Phospholamban Thr ¹⁷ , SERCA2a and Junctophilin-2 Levels are Increased in PKN1 Knockout Hearts. Hearts were isolated from wild type (WT) and PKN1 knockout (KO) mice, subjected to SDS-PAGE and Western blotting. (Panel A) Total PKN1, phospho- (Thr¹⁷) and total phospholamban (PLB), SERCA2a, phospho- (Thr²⁸⁷) and total CamKIIδ, junctophilin-2 (Jph2) and the Na⁺/K⁺ ATPase (NKAα). GAPDH was used as a loading control. (Panel B) Quantitative analysis of levels and statistical analysis using an unpaired t-test where **P ≤ 0.01. Proteins were quantitated by densitometry and normalized to total GAPDH and compared using a two-tailed unpaired t-test (n = 4 individual hearts).
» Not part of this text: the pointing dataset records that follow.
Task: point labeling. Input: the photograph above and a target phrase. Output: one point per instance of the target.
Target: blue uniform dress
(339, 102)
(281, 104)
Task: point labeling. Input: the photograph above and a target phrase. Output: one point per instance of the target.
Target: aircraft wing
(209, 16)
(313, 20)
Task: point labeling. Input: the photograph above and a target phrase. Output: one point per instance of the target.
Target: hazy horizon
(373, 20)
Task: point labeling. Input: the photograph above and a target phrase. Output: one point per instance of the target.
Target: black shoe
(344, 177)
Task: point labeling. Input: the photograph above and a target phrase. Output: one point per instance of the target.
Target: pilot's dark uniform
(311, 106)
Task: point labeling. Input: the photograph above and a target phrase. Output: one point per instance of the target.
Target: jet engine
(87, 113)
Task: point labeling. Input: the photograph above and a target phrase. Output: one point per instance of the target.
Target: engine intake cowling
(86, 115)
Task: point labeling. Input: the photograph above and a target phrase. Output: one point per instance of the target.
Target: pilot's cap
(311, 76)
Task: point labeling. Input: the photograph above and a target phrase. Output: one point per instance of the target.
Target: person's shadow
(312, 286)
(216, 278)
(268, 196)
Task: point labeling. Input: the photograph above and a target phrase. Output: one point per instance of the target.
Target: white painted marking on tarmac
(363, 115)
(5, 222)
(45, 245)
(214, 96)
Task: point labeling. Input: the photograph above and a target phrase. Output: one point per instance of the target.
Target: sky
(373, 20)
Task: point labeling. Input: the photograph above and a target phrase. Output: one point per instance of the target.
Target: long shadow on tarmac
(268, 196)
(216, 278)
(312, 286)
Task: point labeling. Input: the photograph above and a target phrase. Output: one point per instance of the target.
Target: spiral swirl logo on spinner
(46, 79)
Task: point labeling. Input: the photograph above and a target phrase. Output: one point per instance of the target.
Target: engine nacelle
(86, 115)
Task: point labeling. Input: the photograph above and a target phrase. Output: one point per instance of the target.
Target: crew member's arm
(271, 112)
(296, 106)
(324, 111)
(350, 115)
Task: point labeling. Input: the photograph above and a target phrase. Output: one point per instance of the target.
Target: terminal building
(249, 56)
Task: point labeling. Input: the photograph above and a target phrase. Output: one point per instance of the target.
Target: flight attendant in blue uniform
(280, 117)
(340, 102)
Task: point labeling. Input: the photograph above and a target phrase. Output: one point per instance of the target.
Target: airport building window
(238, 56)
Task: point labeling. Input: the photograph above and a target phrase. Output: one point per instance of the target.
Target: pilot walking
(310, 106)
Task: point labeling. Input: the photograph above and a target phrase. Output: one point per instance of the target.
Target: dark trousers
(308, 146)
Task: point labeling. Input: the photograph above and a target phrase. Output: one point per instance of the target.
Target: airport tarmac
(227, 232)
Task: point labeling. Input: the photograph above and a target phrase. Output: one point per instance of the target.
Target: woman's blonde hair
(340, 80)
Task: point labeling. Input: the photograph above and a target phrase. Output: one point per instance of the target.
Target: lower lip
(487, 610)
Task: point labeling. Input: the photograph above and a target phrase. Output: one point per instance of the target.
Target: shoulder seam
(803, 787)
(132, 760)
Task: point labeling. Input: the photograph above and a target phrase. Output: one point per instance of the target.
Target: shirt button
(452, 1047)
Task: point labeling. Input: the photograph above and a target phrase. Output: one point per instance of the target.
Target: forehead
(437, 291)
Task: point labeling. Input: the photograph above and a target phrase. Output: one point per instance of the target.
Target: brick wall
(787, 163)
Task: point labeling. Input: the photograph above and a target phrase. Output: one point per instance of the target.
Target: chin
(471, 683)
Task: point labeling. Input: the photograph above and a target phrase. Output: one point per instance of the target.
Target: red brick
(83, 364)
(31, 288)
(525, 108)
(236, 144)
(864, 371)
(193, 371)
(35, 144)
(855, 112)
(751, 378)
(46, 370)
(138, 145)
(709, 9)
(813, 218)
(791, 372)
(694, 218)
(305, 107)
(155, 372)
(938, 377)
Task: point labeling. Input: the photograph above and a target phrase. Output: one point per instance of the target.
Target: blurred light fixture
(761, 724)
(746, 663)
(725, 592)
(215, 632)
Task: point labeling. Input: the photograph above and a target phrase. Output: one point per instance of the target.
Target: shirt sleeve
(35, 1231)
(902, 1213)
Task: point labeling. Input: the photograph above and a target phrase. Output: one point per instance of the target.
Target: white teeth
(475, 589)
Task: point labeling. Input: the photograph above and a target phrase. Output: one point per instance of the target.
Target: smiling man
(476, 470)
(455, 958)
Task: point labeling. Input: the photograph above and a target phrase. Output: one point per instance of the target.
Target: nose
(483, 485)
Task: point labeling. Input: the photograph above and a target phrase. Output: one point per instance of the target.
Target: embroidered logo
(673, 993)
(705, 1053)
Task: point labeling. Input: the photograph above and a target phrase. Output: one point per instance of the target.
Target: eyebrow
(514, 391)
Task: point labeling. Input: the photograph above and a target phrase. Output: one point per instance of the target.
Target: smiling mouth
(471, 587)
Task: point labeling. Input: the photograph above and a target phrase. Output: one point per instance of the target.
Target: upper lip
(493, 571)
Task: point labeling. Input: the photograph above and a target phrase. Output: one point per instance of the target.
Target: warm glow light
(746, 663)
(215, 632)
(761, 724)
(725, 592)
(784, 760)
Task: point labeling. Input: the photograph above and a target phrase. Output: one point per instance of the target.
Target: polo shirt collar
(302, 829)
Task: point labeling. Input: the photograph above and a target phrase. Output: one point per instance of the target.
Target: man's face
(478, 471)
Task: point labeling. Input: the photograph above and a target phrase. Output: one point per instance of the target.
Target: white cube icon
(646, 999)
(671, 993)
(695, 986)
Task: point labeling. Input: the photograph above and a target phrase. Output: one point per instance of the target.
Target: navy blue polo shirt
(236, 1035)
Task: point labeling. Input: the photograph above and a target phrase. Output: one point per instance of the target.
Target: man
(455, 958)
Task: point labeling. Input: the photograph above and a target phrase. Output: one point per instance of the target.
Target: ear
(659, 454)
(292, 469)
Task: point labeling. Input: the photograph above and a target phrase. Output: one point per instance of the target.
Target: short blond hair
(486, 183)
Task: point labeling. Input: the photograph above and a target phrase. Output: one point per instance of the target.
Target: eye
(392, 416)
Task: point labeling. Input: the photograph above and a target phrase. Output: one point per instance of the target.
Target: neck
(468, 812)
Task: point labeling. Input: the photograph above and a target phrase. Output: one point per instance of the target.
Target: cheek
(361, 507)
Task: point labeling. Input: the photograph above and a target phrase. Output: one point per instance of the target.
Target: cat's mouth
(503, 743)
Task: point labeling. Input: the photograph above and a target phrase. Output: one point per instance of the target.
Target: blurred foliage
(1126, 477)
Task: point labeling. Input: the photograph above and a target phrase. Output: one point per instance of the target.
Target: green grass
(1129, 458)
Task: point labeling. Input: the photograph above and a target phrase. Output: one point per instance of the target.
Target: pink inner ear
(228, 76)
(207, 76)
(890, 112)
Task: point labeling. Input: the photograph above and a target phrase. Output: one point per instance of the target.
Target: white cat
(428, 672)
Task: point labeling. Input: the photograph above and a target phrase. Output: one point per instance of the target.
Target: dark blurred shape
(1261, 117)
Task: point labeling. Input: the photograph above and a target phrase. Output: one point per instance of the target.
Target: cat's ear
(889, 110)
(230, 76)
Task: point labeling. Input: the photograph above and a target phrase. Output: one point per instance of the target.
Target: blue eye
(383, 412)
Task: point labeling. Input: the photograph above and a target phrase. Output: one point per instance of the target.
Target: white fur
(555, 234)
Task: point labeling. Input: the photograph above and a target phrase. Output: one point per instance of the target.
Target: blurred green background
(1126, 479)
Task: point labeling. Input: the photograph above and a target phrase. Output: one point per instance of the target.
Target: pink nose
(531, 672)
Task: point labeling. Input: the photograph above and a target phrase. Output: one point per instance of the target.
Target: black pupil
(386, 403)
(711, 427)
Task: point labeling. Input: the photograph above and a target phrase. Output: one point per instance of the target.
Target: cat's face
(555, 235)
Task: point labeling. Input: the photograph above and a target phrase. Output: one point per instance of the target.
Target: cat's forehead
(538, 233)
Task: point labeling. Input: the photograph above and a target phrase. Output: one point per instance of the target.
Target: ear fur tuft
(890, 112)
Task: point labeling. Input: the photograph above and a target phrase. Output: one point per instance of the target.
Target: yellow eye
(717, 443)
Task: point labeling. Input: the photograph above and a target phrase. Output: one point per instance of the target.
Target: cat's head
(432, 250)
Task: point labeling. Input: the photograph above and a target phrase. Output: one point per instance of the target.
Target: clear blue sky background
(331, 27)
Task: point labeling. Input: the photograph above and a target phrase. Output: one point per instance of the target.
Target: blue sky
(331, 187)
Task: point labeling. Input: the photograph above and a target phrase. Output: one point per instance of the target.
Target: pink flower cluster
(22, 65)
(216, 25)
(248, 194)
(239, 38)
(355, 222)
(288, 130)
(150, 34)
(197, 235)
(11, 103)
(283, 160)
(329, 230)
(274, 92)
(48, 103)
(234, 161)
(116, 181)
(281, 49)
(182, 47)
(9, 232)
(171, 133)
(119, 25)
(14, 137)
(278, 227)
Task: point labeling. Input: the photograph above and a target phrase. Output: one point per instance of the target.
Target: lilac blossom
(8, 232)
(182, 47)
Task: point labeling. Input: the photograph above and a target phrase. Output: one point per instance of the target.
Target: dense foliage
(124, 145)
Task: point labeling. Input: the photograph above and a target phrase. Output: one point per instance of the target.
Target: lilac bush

Each sample represents a different lysate prepared from an individual heart.

Figure 10

Echocardiographic and P-V Loop Analysis of Cardiac Contractile Function Shows Mild Diastolic Dysfunction in PKN1 KO Hearts. (Panel A) Differences in left ventricular (LV) posterior wall thickness at diastole (PWTD) between wild type (WT: n = 7) and knockout (KO: n = 5) mice derived from Doppler echocardiography. (Panel B) Relationships between systolic pressure (SP), maximal rate of contraction (dP/dT max) and maximal rate of relaxation (dP/dT min) and end diastolic pressure (EDP) in WT (n = 4) and PKN1 KO (n = 5) hearts derived from PV loop analysis. (Panel C) Correlation of beat-to-beat differences in LV SP vs. EDP for a single WT and PKN1 KO mouse derived from PV loop analysis. (Panel D) Comparison of correlation coefficients (R²) for SP/EDP, dP/dT max/EDP, and dP/dT min/EDP for WT (n = 4) and PKN1 KO (n = 5) mice derived from PV loop analysis.